Hello !
I’m trying to wrap my head around running language models in inference mode at runtime without losing too many frames.
The problem is that a simple Execute or Schedule (depending on Sentis version 1.6 or 2.0 respectively) call that should be non-blocking is freezing the main thread
and can’t be called on another one.
Is this normal and I just misinterpreted the “non-blocking” expression?
I’m joining a sample script if you want to try it for yourself: Phi3Sentis2.cs (1.5 KB) (don’t mind the initial loading time and press return after it to trigger the worker’s scheduling method)
I’m running this on Unity 2023.2.6f1 with Sentis 2.0 and the model to run can be found here: Sentis Phi 3.5 Uint8
Will I experience the same kind of inevitable processing time using stuff like ReadbackRequest that is marked as async?
Thank you in advance for your help 
We renamed Execute to Schedule to better indicate what it does.
It schedules the workload on a given backend.
So for GPU it appends all the compute work to a commandbuffer and then dispatches that.
For CPU it schedules all the jobs to compute the different layers.
By non blocking we mean that we will not wait for the result to be done.

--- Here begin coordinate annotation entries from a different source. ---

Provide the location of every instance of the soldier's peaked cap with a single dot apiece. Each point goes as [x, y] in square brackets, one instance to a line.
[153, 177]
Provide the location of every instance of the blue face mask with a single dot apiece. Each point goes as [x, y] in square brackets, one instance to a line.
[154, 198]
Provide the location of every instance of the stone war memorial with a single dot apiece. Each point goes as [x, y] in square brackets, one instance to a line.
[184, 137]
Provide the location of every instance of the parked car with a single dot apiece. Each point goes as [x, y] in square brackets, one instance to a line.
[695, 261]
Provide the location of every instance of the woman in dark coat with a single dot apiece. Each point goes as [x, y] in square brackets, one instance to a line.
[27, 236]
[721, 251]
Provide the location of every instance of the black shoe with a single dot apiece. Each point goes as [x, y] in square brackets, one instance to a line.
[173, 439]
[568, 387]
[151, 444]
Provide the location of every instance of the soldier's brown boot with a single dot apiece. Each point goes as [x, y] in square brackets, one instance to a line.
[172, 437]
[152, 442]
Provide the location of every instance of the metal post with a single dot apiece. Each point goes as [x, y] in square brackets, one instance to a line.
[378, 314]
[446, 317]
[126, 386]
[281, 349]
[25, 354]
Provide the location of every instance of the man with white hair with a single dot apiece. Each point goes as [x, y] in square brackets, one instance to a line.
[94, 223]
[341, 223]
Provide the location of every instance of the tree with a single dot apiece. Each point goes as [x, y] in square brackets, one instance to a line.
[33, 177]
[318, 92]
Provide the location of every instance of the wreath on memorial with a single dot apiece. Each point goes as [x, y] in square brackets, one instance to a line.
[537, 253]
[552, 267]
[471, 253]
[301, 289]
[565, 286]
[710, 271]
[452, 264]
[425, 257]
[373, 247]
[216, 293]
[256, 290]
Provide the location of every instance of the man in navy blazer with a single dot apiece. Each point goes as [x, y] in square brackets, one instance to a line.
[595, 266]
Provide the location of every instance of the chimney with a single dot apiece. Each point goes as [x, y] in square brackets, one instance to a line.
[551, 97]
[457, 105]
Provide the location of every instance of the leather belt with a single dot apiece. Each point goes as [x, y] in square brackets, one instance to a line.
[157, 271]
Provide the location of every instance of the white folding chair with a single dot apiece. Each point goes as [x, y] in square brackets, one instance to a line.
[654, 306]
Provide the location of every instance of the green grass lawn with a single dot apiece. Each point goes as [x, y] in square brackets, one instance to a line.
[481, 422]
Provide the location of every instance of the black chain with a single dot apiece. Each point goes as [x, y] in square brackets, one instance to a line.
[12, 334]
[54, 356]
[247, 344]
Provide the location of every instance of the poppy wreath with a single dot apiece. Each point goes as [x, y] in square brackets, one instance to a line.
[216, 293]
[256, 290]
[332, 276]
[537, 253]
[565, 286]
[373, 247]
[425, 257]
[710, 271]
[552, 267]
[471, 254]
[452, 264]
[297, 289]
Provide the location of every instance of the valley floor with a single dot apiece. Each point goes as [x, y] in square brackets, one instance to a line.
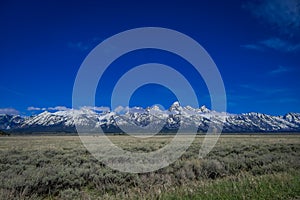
[239, 167]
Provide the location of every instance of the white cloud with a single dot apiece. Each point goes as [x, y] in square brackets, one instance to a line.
[9, 111]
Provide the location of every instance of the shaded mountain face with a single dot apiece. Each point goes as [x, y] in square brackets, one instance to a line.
[150, 120]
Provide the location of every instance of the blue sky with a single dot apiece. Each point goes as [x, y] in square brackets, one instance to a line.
[255, 45]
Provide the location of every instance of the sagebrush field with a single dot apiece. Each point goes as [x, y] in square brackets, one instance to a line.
[239, 167]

We only schedule the workload.
Unfortunately that needs to happen on the main thread.
So you cannot schedule the work on a secondary thread.

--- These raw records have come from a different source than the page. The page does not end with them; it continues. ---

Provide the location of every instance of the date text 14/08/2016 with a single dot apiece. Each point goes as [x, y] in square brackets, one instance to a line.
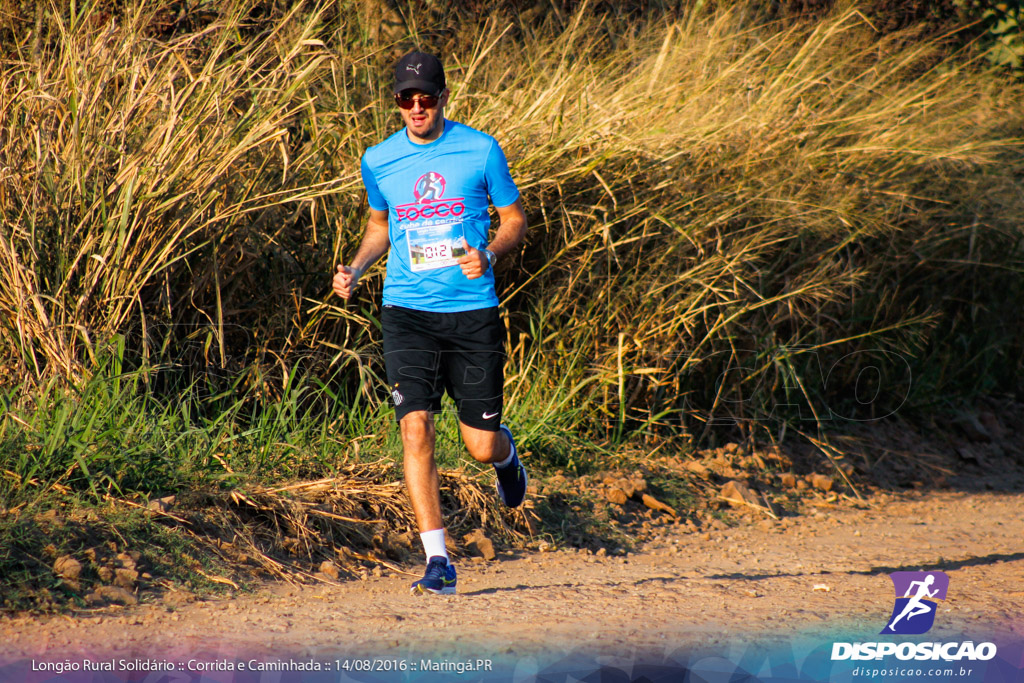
[449, 666]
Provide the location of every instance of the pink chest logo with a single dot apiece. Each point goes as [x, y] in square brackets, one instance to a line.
[428, 193]
[429, 186]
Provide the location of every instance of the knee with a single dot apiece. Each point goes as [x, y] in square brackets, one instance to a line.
[417, 427]
[485, 447]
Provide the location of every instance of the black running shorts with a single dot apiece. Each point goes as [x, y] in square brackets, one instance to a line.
[463, 353]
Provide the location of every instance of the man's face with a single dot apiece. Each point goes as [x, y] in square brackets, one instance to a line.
[423, 124]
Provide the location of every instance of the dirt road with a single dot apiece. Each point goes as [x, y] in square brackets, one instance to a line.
[824, 572]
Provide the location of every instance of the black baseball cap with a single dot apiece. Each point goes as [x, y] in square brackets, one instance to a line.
[419, 71]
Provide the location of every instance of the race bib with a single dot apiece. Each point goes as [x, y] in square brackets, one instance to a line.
[435, 246]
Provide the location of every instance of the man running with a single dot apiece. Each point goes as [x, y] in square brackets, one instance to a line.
[915, 605]
[429, 186]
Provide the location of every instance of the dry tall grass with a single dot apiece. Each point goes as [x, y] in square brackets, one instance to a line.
[713, 203]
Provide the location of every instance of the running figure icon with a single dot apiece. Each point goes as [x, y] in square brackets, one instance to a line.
[915, 605]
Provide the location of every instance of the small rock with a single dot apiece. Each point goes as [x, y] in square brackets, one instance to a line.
[162, 504]
[480, 545]
[657, 505]
[114, 594]
[177, 598]
[616, 496]
[125, 578]
[738, 495]
[696, 468]
[821, 481]
[330, 569]
[68, 567]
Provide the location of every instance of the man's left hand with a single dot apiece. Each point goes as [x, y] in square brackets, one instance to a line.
[474, 263]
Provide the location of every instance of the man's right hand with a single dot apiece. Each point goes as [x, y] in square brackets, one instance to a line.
[345, 281]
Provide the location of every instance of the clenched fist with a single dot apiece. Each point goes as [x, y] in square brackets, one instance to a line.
[345, 281]
[474, 263]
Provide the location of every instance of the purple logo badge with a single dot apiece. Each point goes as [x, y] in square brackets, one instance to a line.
[918, 594]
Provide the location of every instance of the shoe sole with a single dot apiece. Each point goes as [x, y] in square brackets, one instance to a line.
[420, 590]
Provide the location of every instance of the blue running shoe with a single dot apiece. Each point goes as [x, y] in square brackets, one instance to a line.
[439, 578]
[512, 477]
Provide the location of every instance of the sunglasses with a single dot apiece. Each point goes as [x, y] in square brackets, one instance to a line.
[407, 100]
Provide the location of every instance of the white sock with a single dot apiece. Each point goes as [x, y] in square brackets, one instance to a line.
[433, 544]
[507, 461]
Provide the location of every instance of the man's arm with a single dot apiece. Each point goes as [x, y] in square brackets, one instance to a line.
[511, 230]
[375, 244]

Same as memory allocation we do that when we first schedule the work and re-use existing allocations, but that will take time on first run
Hello Alexandre,
Thank you for your explanation, it’s very instructive!
I get that the first schedule takes time but my bad for not mentioning that even if the first is on another computing’s league, every other schedule call is taking too much time (way less than the first, but still) to run this model at runtime.
Here is a capture of the profiler because it’s a bit long to set everything up to test my project:

Do I have to accept that I won’t be able to run language models like this at runtime for now?
I found this thread talking about inference optimisations and I guess that there have been many implemented since last year but do you think the future may promise more improvements on Sentis and maybe allow us to build local AI driven NPCs with these amazing small language models?
Thank you again for your time.